Depuis un an environ, les Américains dirigent, avec une soixantaine de pays européens et arabes, une coalition militaire contre l’EI en Syrie et en Iraq. Mais toutes les opérations contre les bastions de l’EI n’ont pas empêché le groupe terroriste de consolider ses positions. « Nous devons reconnaître que personne d’autre que les forces armées du président syrien combattent réellement l’Etat islamique », a lancé Poutine.
Si le gouvernement syrien tombe, les terroristes s’empareront de Damas, plaide-t-il, tout comme son homologue iranien. « Nous pensons que c’est une énorme erreur de refuser de coopérer avec le gouvernement syrien et ses forces armées, qui tiennent courageusement tête au terrorisme », a-t-il encore affirmé. Face à Washington, Moscou semble toujours crédible : ce sont les Russes qui avaient décroché un accord sur les armes chimiques syriennes et ce sont eux aussi qui ont poussé l’accord sur le nucléaire iranien.

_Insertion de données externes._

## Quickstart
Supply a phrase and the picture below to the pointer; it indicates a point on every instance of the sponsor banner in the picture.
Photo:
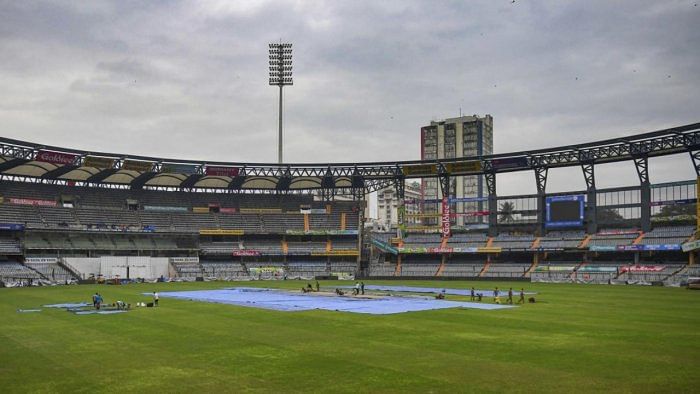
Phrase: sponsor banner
(217, 231)
(48, 156)
(173, 168)
(261, 210)
(406, 250)
(617, 232)
(98, 162)
(387, 248)
(445, 217)
(419, 169)
(470, 214)
(559, 268)
(41, 260)
(478, 226)
(336, 253)
(141, 166)
(32, 201)
(689, 246)
(509, 162)
(676, 218)
(246, 252)
(156, 208)
(642, 268)
(184, 260)
(321, 232)
(465, 250)
(597, 248)
(221, 171)
(423, 229)
(438, 250)
(267, 270)
(11, 227)
(463, 167)
(599, 268)
(115, 228)
(634, 248)
(467, 199)
(492, 249)
(674, 202)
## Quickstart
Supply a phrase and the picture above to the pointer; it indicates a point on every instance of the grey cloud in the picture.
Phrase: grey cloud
(187, 79)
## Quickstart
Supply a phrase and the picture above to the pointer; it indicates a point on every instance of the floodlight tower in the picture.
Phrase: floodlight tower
(280, 75)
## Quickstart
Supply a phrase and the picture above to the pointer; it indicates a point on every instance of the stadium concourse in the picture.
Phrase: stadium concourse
(68, 215)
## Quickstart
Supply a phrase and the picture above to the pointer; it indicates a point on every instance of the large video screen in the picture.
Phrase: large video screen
(564, 211)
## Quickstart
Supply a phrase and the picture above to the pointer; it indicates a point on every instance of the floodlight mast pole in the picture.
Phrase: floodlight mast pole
(280, 75)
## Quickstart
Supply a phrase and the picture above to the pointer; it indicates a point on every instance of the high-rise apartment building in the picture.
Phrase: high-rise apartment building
(388, 202)
(466, 136)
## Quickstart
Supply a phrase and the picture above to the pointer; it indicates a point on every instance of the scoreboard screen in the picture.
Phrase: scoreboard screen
(565, 211)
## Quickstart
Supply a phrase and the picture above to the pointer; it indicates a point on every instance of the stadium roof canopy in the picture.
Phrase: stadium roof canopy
(50, 163)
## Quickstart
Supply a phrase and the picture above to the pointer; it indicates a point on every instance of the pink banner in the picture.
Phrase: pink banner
(470, 214)
(445, 217)
(642, 268)
(440, 250)
(245, 252)
(55, 157)
(221, 171)
(617, 232)
(31, 201)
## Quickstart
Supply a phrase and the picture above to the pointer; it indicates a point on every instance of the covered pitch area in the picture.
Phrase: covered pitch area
(576, 337)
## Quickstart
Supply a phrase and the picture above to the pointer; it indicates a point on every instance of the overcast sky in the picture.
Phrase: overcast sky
(189, 79)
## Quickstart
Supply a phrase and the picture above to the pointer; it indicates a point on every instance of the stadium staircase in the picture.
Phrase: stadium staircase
(486, 266)
(442, 266)
(41, 276)
(574, 273)
(68, 268)
(536, 243)
(584, 243)
(535, 263)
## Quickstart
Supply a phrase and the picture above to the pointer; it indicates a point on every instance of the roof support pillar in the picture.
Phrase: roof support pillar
(490, 178)
(541, 179)
(591, 203)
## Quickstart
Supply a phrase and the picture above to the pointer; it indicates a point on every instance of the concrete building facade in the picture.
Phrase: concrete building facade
(466, 136)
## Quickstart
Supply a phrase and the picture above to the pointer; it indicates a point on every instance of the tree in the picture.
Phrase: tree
(506, 210)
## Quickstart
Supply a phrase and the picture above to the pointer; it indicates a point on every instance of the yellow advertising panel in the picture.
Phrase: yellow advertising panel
(98, 162)
(419, 169)
(216, 231)
(463, 167)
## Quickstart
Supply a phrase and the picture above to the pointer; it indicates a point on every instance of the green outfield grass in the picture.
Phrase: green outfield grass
(577, 338)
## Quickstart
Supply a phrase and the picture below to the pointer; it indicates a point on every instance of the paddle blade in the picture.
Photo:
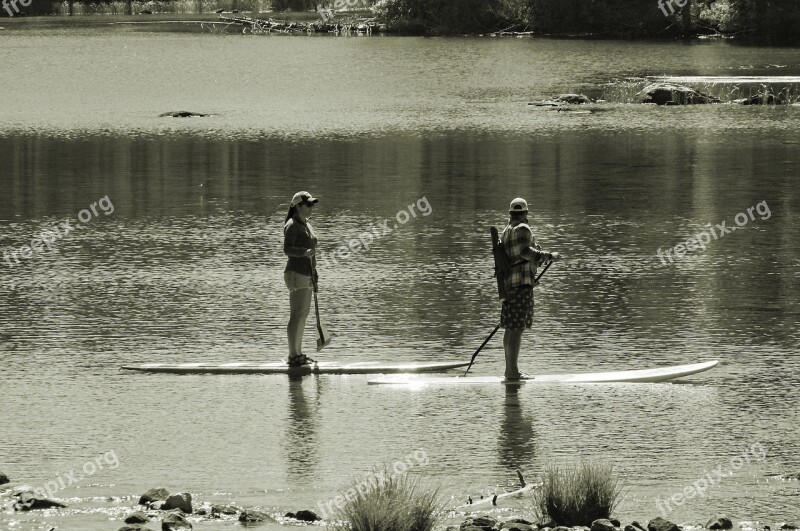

Obama et Poutine ont ainsi approuvé lors de leur rencontre dans la nuit de mardi le principe de discussions tactiques entre leurs deux armées, avec pour objectif d’éviter tout conflit lors d’éventuelles opérations en Syrie. Les chefs de la diplomatie des deux pays vont poursuivre des discussions politiques, et le Pentagone s’occupera d’organiser des échanges entre officiers.
Quelle stratégie pour la Russie ?
Le jeu russe n’est pourtant pas si clair. Rabha Allam, spécialiste du dossier syrien au Centre des Etudes Politiques et Stratégiques (CEPS) d’Al-Ahram, avance deux hypothèses forts contradictoires qui expliqueraient l’offensive russe. La première consiste à dire que la présence militaire russe en Syrie, qui offre à la Russie désormais une présence en Méditerranée, vise à protéger le régime de Bachar Al-Assad, qui ne contrôle désormais que 25 % du territoire syrien, et forcer en même temps les Occidentaux à l’accepter comme partie prenante dans toute négociation de paix.
Sur le fond, comme l’écrit Mostafa Al-Labbad, directeur du Centre régional Al-Sharq, Moscou considère les djihadistes de Daech comme une menace directe, au moins en raison de la proximité géographique, si ce n’est pour des raisons d’alliances possibles avec les Tchétchènes ou d’autres groupes combattant Moscou. Dans un article publié dans le quotidien libanais As-Safir, Labbad ajoute une autre crainte de Moscou : « Les Américains voudraient la chute de Bachar Al-Assad pour contrebalancer l’influence de Téhéran après l’accord sur le nucléaire iranien ».
La deuxième hypothèse, selon Rabha Allam, serait de pouvoir forcer Bachar Al-Assad au départ en cas d’échec des négociations. Des forces russes sont en effet présentes dans les bastions du régime et pourraient ainsi devenir une carte de pression contre Assad. Pour ce deuxième scénario, Allam rappelle « les négociations qui se déroulaient à huis clos entre Riyad et Moscou sur la question syrienne ». La chercheuse n’écarte pas la possibilité d’un marché russo-saoudien dont l’intervention militaire serait un premier pas.
Moscou assure pourtant que sa présence militaire n’a pour but que de pousser Bachar Al-Assad à un règlement politique dans la continuité. En tout état de cause, Bachar Al-Assad s’impose comme partie indispensable de la solution, au moins pour une transition. Des représentants des Etats-Unis, de la Russie, de l’Arabie saoudite, de l’Iran, de la Turquie et de l’Egypte doivent bientôt débattre de la question.
Selon le vice-ministre russe des Affaires étrangères, Mikhaïl Bogdanov « quatre groupes de travail doivent être formés à Genève, et la rencontre du groupe de contact incluant les principaux acteurs se réunira en octobre après la session de l’Assemblée générale de l’Onu ».